OneDrive for Business: Relocating protected files
WIP-WE will protect files when I copy and paste or move documents from OneDrive for Business to any other location on my device (like C:\Temp). You can double check this by looking at the File ownership property of your files.
I can’t remove the WIP protection from these files. Right click on any of your files and click on File Ownership in the menu. Personal and Work options are greyed out.
Relocating WIP-WE protected files to OneDrive Personal
I am not allowed to copy/paste or move files from OneDrive for Business and SharePoint Online to OneDrive Personal. The action is blocked by WIP-WE.
Relocating WIP-WE protected files to Dropbox
Copying WIP-WE protected files to Dropbox seems to work but again, files will not sync. Look closer and you will see that the files have the corporate file ownership tag and a red cross in the document icons. As a result, the files will not sync to Dropbox.
And again, I cannot change the File ownership from work to private because I have set the ‘Windows Information Protection mode’ to Block.
Relocating WIP-WE protected files to USB drives
When you set the ‘Windows Information Protection mode’ to Block, you will only have the option to copy data to a USB drive as work protected or skip the operation.
Saving attachments from e-mails
When I open an e-mail with an attachment, I can save it as usual, but the file will be protected with WIP wherever I save the file. If I had set the WIP Protection Mode to Allow Override, I would have the option to save this file as a personal file. With my WIP Protection Mode set to Block, I only have the option to save files in a corporate context.

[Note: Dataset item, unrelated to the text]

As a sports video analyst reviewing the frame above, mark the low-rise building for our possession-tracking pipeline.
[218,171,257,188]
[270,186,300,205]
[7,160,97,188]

WIP is a robust solution for protecting corporate data. Firstly, It can separate personal and work data. Secondly, WIP helps prevent unintentional information sharing. And this makes WIP a good choose for companies wanting to support a BYOD scenario. In addition, combined with AIP it adds an extra layer of security making it possible for your users to share data among each other.
As with other methods used to protect information and devices, you need to find a good balance between security and business productivity. If users set their mind on stealing information, they will find a way. Lucky for us admins, most users don’t have malicious intent.